In Canada, industry analyst Dennis DesRosiers forecasts an increase of 1 to 2 per cent in 2015.
"Canadians are finally coming back to the marketplace and buying at levels they probably should have been at long term," Mr. DesRosiers, president of DesRosiers Automotive Consultants Inc., said in an interview Monday. "For quite a long time – it could stretch to a decade and a half to two decades – Canadians actually underbought."
That was, he believes, in part because of a series of crises ranging from governments slashing debts to the recession of 2008-09 that sapped consumer confidence.
Now however, such factors as the age of vehicles on the road, high prices for used cars and, for the moment, low interest rates are sparking record deliveries.
Sales could reach two million annually, Mr.

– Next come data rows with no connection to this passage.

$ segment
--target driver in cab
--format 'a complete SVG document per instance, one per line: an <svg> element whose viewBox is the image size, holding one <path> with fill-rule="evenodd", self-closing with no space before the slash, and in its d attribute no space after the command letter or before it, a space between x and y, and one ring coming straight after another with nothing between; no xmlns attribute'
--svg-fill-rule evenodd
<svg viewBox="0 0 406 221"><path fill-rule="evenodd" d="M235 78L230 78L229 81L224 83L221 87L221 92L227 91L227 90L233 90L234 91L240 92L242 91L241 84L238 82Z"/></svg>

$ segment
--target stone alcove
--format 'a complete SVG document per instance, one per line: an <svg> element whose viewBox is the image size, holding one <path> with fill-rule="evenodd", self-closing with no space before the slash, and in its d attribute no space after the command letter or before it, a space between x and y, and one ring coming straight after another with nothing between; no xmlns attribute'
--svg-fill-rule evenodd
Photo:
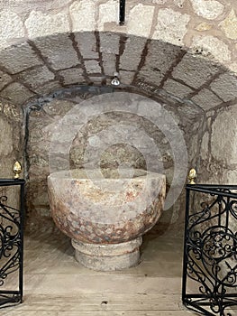
<svg viewBox="0 0 237 316"><path fill-rule="evenodd" d="M50 227L49 126L101 87L111 92L114 71L120 90L152 98L174 117L199 182L236 182L236 52L226 26L236 5L221 5L211 16L195 1L132 1L122 27L116 1L51 1L43 8L31 1L4 8L0 98L7 145L2 142L1 176L11 176L14 158L24 163L29 228ZM181 195L164 226L172 222L180 231L183 213Z"/></svg>

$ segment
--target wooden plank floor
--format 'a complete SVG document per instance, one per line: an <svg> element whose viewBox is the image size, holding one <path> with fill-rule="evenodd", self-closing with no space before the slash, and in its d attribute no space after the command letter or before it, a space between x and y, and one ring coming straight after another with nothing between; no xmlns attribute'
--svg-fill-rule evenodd
<svg viewBox="0 0 237 316"><path fill-rule="evenodd" d="M83 267L60 234L28 236L24 249L23 303L1 316L196 315L181 303L182 240L171 234L146 236L141 264L120 272Z"/></svg>

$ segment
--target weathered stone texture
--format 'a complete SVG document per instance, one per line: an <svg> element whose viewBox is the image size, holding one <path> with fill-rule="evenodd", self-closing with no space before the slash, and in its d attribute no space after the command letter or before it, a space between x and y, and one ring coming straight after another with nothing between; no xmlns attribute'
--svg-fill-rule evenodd
<svg viewBox="0 0 237 316"><path fill-rule="evenodd" d="M33 96L32 92L18 82L11 83L0 93L0 97L18 106L23 105Z"/></svg>
<svg viewBox="0 0 237 316"><path fill-rule="evenodd" d="M11 73L17 73L30 67L42 64L32 49L27 44L13 46L0 51L0 64Z"/></svg>
<svg viewBox="0 0 237 316"><path fill-rule="evenodd" d="M25 35L23 23L19 15L11 10L1 12L0 47L3 49L13 43L13 40L23 39Z"/></svg>
<svg viewBox="0 0 237 316"><path fill-rule="evenodd" d="M215 19L224 10L223 5L216 0L190 0L190 2L195 13L208 20Z"/></svg>
<svg viewBox="0 0 237 316"><path fill-rule="evenodd" d="M69 8L72 19L72 31L93 31L95 30L95 1L75 1Z"/></svg>
<svg viewBox="0 0 237 316"><path fill-rule="evenodd" d="M212 125L211 153L226 165L237 164L237 107L222 111Z"/></svg>
<svg viewBox="0 0 237 316"><path fill-rule="evenodd" d="M79 63L72 41L68 34L41 38L34 42L56 70L74 67Z"/></svg>
<svg viewBox="0 0 237 316"><path fill-rule="evenodd" d="M197 88L208 81L218 70L217 65L187 53L175 67L172 76Z"/></svg>
<svg viewBox="0 0 237 316"><path fill-rule="evenodd" d="M162 40L176 45L183 44L190 16L171 9L160 9L157 16L153 39Z"/></svg>
<svg viewBox="0 0 237 316"><path fill-rule="evenodd" d="M154 7L139 4L135 5L129 14L127 29L131 34L149 37Z"/></svg>
<svg viewBox="0 0 237 316"><path fill-rule="evenodd" d="M54 74L47 67L37 67L32 70L26 70L19 75L24 83L32 89L39 86L54 79Z"/></svg>
<svg viewBox="0 0 237 316"><path fill-rule="evenodd" d="M237 98L237 78L236 76L224 73L211 83L211 89L228 102Z"/></svg>
<svg viewBox="0 0 237 316"><path fill-rule="evenodd" d="M176 97L178 97L180 98L184 98L187 97L188 94L193 92L193 90L190 88L184 86L181 83L173 79L167 80L165 85L163 86L163 88L171 95L175 95Z"/></svg>
<svg viewBox="0 0 237 316"><path fill-rule="evenodd" d="M201 92L192 98L192 100L200 105L205 110L210 110L223 103L218 97L207 88L203 88Z"/></svg>

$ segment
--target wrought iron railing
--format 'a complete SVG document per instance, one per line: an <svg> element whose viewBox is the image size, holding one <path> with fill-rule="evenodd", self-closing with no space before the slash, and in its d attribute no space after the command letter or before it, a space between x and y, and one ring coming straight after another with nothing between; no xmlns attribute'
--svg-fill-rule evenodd
<svg viewBox="0 0 237 316"><path fill-rule="evenodd" d="M119 23L120 25L124 24L125 22L125 0L119 1Z"/></svg>
<svg viewBox="0 0 237 316"><path fill-rule="evenodd" d="M189 184L186 190L183 303L204 315L233 316L237 186Z"/></svg>
<svg viewBox="0 0 237 316"><path fill-rule="evenodd" d="M11 202L8 194L0 195L0 308L23 302L24 180L0 180L1 191L13 188ZM19 209L8 203L19 204Z"/></svg>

DesRosiers said, although he's not expecting the market to hit that number in 2015. Low gas prices should help boost 2015 sales, he said.
Carlos Gomes, a Bank of Nova Scotia economist who specializes in the auto industry, is forecasting sales of 1.855 million in 2015.
As Chrysler Canada Inc. and Ford Motor Co. of Canada Ltd. battled for the top spot in the sales race, they each increased December sales by 40 per cent from year-earlier levels. Ford took the title with sales of 291,951, compared with 290,004 for Chrysler.
The Ford total was its best year since 2007, while Chrysler posted its best year yet for sales in Canada.
Another dozen auto makers or their divisions also posted record Canadian sales.
U.S. sales are forecast to fall just short of the 17 million level this year, at record average transaction prices, which indicates a healthy market, instead of the incentive-driven years of the early 2000s when the industry set volume records but racked up tens of billions of dollars in losses.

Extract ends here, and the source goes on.